La semaine dernière, j’ai commencé à lire POUR JOHN CASSAVETES de Maurice DARMON (Le Temps qu’il fait ) et j’ai sursauté, en lisant cette phrase où l’auteur résume le cinéma à une histoire de portes qui s’ouvrent et se referment.
Lubitsch savait remarquablement utiliser les portes dans ses films…
Et puis, j‘ai repensé au générique extraordinaire de cette émission des années quatre vingt, qui s’appelait Cinéma, Cinémas. Les noms de Michel Boujut, Anne Andreu et Claude Ventura apparaissaient en rouge sang, dans cette évocation de films mythiques peints par Guy Peellaert à la manière des tableaux d’Edward Hopper que l’on commençait à voir reproduits en carte postale, en poster, sur la couverture des livres 10/18 de Christian Bourgois .
Je ne regardais pas particulièrement le travelling de l’ homme en imperméable, coiffé d’un feutre qui ouvrait et refermait les portes d’un long couloir - il s’agissait d’un extrait d’Alphavillede JLG (Jean Luc Godard)- mais la musique me faisait déjà chavirer d’un bonheur douloureux , nostalgique: c’était celle d’un certain Frank Waxman pour un de mes films culte A place in the sun de George Stevens avec Elizabeth Taylor et Montgomery Clift.
Commençait alors le magazine de cinéma le plus baroque, le plus surréaliste avec des interviews « cadavres exquis » de Pascale Ogier ou de Dominique Sanda, des reportages de Cassavetes tournant Love streams chez lui, avec sa femme Gena Rowlands, une interview extraordinaire de Peter Falk ou de Ben Gazzara évoquant New York, sa ville natale …
On prenait le temps d’écouter les auteurs, de décortiquer certains plans, de revoir des bouts de pellicules et des images d’archives en noir et blanc… avec cette façon très particulière d’envisager le cinéma de la grande époque, celle des studios en écoutant les confidences de Sterling Hayden, Jane Mansfield, Jack Lemmon pour « Somelike it hot », de Robert Mitchum inimitable, évoquant le tournage avec Charles Laughton de The night hunter…
Il y avait aussi ces petits bijoux, des petites fictions recréant un tournage de Louise Brooks en plein désert en 1928, ou la vie de John Fante en repassant ses photos de famille, un véritable thriller où Philippe Garnier devenait le détective « A la recherche de David Goodis ».
Tous ces anciens qui n’en finissaient pas d’arpenter leurs boulevards du crépuscule …
Oui, vraiment , retrouver ces émissions.
J’ai ressorti alors la vidéo enregistrée à l’époque, puis le DVD envoyé par JPL (Jean Pierre Lion), série de douze épisodes des meilleures séquences de l’émission que Jean Pierre Jeunet avait ressorti à la manière d’un feuilleton, sur France 4, en 2008 .
Cinéma, Cinémas était une émission formidable qui figure aux côtés d’ Au cinéma ce soir d’Armand Panigel, qui animait les jeudis soirs de mon enfance .
Je ne me doutais pas encore, à l’époque que Michel Boujut aimait aussi le jazz et écrivait dans Jazz Magazine.
Aussi, je ne me livrerai pas à l’exercice de style de la notice nécrologique.
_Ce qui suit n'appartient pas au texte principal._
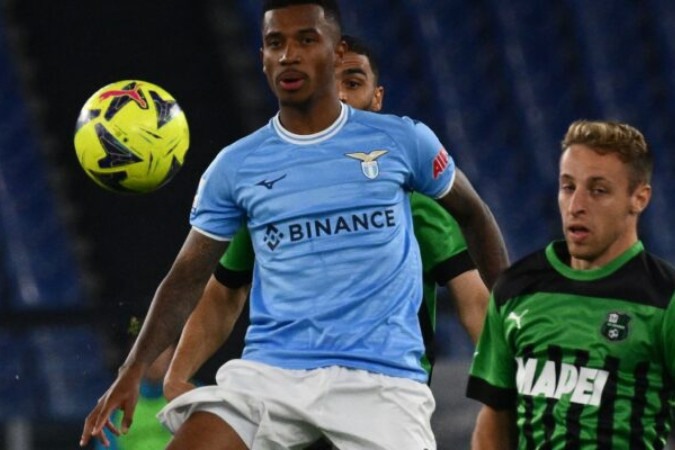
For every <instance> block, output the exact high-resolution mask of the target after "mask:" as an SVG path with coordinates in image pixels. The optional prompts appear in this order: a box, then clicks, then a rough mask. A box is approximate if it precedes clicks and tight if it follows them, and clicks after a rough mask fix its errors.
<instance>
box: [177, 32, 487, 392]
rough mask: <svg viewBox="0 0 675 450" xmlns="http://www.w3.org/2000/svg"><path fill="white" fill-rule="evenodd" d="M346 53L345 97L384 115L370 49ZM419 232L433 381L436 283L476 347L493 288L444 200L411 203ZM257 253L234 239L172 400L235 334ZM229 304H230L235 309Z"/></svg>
mask: <svg viewBox="0 0 675 450" xmlns="http://www.w3.org/2000/svg"><path fill="white" fill-rule="evenodd" d="M343 40H344V42H345V44H346V46H347V49H348V51H347V52H345V54H344V56H343V59H342V63H341V64H340V66H339V67H338V69H337V71H336V75H337V82H338V90H339V94H340V99H341V100H342V101H343V102H345V103H348V104H350V105H351V106H353V107H355V108H359V109H366V110H370V111H380V110H381V108H382V103H383V100H384V87H383V86H381V85H379V83H378V80H379V70H378V65H377V61H376V59H375V58H374V55H373V53H372V52H371V50H370V49H369V48H368V47H367V46H366V45H365V44H364V43H363V42H362V41H360V40H358V39H356V38H354V37H352V36H343ZM410 204H411V209H412V216H413V227H414V230H415V236H416V237H417V241H418V242H419V245H420V253H421V258H422V271H423V276H424V279H423V286H424V301H423V306H422V307H421V308H420V310H419V319H420V326H421V328H422V333H423V336H424V341H425V347H426V352H425V354H424V356H423V360H422V364H423V366H424V368H425V370H426V371H427V372H428V373H429V381H430V378H431V369H432V367H433V336H434V332H435V327H436V285H437V284H438V285H440V286H447V288H448V290H449V291H450V292H451V293H452V294H453V297H454V298H455V299H456V301H457V310H458V313H459V317H460V319H461V321H462V324H463V325H464V328H465V329H466V331H467V333H468V334H469V336H470V337H471V339H472V341H474V342H476V340H477V338H478V336H479V334H480V329H481V327H482V324H483V320H484V315H485V310H486V308H487V299H488V295H489V294H488V291H487V288H486V287H485V284H484V283H483V281H482V280H481V278H480V275H479V274H478V271H477V270H476V268H475V265H474V264H473V261H472V260H471V257H470V256H469V254H468V251H467V248H466V242H465V241H464V237H463V235H462V233H461V231H460V229H459V225H458V224H457V222H456V221H455V220H454V219H453V218H452V217H451V216H450V215H449V214H448V213H447V212H446V211H445V210H444V209H443V208H441V207H440V206H439V205H438V203H437V202H436V201H435V200H433V199H431V198H429V197H427V196H425V195H422V194H418V193H413V194H412V195H411V199H410ZM254 261H255V254H254V253H253V247H252V243H251V238H250V233H249V232H248V229H246V228H241V229H240V230H239V231H238V232H237V234H236V235H235V237H234V238H233V239H232V242H231V243H230V246H229V247H228V249H227V251H226V252H225V254H224V255H223V258H222V259H221V261H220V264H219V266H218V268H217V269H216V272H215V274H214V276H215V279H212V280H211V281H210V282H209V284H208V285H207V289H206V292H205V294H204V297H203V298H202V300H200V303H199V305H198V306H197V308H196V310H195V311H194V312H193V314H192V315H191V317H190V319H189V320H188V323H187V325H186V328H185V330H184V331H183V335H182V337H181V341H180V343H179V345H178V349H177V351H176V356H175V357H174V358H173V361H172V364H171V367H170V369H169V371H168V373H167V376H166V379H165V384H164V386H165V394H166V395H167V398H168V399H169V400H171V399H173V398H175V397H177V396H178V395H180V394H182V393H183V392H185V391H187V390H190V389H192V388H193V385H192V384H191V383H190V382H189V380H190V378H191V377H192V376H194V374H195V372H196V371H197V370H198V368H199V367H200V366H201V364H203V363H204V361H205V360H206V359H208V357H209V356H211V354H212V353H213V352H215V351H216V349H217V348H218V347H219V346H220V345H222V343H223V342H224V341H225V340H226V339H227V337H228V336H229V334H230V330H231V328H232V326H233V325H234V323H233V322H232V321H229V322H226V323H224V322H223V321H222V318H224V317H231V316H232V315H231V314H228V312H232V311H231V310H225V311H221V310H220V309H221V308H222V309H229V308H232V309H233V310H234V312H235V313H236V315H237V316H238V315H239V314H240V312H241V310H242V308H243V304H244V302H245V300H246V296H247V294H248V288H249V285H250V283H251V279H252V277H253V266H254ZM228 305H232V306H229V308H228Z"/></svg>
D’autres s’en chargent déjà, je suppose.
Les musiciens de jazz ne fabriquent que de l’instantané : pour survivre, chaque seconde doit inventer la suivante. Ils se citent fréquemment et c’est un jeu frustrant que de relever ces références, ou de devoir les laisser passer.
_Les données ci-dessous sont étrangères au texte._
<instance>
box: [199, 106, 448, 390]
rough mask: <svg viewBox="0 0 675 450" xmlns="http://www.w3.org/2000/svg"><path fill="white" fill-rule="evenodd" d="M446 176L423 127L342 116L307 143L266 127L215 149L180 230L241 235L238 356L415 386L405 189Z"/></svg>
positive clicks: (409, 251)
Il en va de même au cinéma…La musique comme le cinéma se consomme un peu comme une drogue, on en devient vite dépendant. Et on ne choisit pas au hasard ces personnages tragiquement exposés sur l’écran . La jazz qui nous intéresse est alors une inépuisable source de fictions.
Avec l’évocation d’un musicien, d’une photo, d’un film, d’un chorus, commence une histoire…
Le cinéma n’est plus un métier, ni même un passe-temps, mais une façon d’être au monde.